When the shadow of the sash appeared on the curtains it was between seven and eight o’clock and then I was in time again, hearing the watch. It was Grandfather’s and when Father gave it to me he said I give you the mausoleum of all hope and desire.… I give it to you not that you may remember time, but that you might forget it now and then for a moment and not spend all your breath trying to conquer it.
And so, even into the 1920s, the sins were repeated, a “redeemed” white man had yet to be born, and only the lower forms of Southern white humanity, the Jason Compsons and the proliferating Snopeses, could slip undetected under the moral screen, like mink or weasels.
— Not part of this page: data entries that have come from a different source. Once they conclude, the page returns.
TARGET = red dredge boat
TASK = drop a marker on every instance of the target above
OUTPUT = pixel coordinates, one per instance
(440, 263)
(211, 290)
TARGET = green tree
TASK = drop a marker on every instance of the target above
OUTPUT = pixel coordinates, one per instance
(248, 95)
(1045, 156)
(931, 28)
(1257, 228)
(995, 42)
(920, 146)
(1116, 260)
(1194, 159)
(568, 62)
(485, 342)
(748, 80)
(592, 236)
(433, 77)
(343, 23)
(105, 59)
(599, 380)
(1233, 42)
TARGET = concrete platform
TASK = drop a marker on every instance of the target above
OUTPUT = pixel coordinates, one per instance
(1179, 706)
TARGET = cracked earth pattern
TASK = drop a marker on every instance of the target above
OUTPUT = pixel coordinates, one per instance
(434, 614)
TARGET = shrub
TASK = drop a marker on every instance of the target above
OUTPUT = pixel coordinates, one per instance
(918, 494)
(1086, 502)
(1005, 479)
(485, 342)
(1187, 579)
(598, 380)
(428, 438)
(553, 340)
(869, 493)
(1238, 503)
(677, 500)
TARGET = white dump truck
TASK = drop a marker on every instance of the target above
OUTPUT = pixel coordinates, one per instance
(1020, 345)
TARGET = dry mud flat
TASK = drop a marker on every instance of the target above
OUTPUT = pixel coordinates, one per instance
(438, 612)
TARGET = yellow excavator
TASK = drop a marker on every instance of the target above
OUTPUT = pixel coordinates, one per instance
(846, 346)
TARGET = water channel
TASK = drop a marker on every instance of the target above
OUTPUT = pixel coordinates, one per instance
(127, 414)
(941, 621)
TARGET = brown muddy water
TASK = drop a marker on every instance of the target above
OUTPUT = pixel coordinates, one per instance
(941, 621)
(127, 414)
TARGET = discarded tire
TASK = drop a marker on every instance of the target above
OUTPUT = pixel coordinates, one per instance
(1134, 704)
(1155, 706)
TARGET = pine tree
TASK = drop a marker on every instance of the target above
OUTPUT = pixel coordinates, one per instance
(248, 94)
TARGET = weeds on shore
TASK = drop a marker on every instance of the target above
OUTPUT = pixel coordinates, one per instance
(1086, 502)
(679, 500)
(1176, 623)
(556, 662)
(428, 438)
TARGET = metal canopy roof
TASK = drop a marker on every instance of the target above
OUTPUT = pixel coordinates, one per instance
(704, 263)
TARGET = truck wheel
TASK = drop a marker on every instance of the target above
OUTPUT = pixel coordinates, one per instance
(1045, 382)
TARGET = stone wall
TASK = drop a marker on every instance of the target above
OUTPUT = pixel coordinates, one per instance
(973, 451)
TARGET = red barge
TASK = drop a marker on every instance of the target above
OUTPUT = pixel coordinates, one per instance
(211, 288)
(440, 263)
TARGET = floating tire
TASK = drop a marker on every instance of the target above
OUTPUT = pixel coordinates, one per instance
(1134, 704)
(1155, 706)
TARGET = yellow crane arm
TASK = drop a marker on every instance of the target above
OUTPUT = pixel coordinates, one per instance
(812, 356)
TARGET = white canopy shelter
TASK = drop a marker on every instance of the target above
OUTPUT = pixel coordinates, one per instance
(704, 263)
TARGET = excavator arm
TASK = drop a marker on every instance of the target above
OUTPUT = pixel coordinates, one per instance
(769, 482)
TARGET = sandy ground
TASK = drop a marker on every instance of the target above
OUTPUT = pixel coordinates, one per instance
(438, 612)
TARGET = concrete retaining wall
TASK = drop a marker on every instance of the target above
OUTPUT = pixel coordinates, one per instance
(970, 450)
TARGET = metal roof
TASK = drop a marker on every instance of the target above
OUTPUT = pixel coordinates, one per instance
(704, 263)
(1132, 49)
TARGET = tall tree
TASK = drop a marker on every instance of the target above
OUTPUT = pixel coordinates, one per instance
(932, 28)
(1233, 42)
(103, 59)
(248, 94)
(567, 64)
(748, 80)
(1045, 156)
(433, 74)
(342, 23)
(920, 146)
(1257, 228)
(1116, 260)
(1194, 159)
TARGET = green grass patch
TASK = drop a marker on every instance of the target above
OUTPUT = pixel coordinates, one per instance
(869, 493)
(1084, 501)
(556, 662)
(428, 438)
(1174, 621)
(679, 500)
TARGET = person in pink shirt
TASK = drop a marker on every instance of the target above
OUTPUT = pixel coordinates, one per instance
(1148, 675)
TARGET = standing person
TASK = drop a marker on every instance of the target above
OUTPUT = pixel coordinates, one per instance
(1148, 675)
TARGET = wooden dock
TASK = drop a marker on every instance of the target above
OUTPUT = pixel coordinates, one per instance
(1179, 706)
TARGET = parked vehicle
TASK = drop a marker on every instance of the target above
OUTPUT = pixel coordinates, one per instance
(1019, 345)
And those reappearing blooms of Southern manhood born with the grace, strength, or sensitivity to lead, like Sutpen’s quarter-Haitian son, Charles Bon, or Joe Christmas, or Quentin Compson, were doomed.
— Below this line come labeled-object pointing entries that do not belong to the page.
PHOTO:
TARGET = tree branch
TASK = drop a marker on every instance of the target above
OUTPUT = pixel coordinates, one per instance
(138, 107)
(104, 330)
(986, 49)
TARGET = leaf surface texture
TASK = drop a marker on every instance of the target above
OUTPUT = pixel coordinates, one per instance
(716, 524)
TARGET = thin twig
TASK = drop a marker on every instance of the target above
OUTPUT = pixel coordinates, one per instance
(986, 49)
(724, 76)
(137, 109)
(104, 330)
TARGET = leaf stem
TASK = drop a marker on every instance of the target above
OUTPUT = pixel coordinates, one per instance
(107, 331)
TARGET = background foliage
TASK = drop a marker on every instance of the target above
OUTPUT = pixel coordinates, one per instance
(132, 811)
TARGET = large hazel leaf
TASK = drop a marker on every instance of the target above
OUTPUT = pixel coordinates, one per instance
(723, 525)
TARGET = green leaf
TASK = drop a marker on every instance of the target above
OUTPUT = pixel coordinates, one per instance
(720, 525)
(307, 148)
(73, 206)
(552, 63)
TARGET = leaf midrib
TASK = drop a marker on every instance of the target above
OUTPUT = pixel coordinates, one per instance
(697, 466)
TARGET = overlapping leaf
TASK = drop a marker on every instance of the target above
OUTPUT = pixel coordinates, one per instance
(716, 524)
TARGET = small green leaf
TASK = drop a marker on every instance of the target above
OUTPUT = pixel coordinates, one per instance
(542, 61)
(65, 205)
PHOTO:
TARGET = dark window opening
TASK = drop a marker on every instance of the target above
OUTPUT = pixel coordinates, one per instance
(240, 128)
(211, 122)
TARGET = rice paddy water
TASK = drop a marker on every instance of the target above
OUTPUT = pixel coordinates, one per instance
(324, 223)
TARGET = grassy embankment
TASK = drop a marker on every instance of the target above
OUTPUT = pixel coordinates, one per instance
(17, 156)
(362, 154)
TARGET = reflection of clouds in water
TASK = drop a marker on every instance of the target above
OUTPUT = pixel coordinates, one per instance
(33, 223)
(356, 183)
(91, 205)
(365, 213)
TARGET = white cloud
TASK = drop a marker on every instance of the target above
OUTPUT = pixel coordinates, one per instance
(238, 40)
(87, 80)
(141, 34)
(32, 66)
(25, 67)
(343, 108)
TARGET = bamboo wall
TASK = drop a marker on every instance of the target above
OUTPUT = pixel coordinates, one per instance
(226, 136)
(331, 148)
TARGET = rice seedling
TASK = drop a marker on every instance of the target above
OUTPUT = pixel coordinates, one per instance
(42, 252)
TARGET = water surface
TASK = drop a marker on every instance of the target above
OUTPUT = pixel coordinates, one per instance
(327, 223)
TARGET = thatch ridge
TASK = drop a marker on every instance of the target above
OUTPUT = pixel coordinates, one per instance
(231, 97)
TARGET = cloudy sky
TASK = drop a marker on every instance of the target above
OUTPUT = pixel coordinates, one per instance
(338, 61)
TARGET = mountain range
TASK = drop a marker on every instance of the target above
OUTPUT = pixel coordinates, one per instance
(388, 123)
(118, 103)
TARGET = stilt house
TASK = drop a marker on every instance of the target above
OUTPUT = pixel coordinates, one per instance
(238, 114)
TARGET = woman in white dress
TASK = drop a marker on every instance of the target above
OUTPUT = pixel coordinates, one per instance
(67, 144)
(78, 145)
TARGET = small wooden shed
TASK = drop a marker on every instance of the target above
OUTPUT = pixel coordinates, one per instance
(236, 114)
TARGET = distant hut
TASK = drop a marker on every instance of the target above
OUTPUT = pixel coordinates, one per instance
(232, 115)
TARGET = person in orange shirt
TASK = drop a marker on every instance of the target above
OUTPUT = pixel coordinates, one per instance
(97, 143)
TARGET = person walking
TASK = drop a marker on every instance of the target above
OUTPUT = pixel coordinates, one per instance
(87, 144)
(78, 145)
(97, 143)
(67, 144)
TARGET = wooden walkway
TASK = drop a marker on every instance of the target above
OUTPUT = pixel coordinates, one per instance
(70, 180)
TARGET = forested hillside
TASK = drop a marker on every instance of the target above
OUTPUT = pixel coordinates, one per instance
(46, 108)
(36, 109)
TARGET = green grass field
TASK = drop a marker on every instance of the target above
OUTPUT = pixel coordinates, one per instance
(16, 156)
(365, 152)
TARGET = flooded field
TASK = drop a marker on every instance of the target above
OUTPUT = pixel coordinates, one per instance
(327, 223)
In other words, human time, what we’d call history, is polluted. And natural time is not available to whites. From Faulkner’s perspective, time has a moral dimension, and only those who had been spared the immorality of slave ownership escape the temporal judgment of cyclical return. Dilsey, the Negro servant, is the true mother of the Compson clan. Only she can settle the howling Benjy and master the moments of marriage and burial. Only she can turn aside Jason. The famous words Faulkner applied to the Negroes of Mississippi, praise for their “endurance,”
and that they “prevailed,” are temporal judgments of the highest order. Their historic victimization rendered them in our terms timeless, but in the jazzman’s language, “in time.”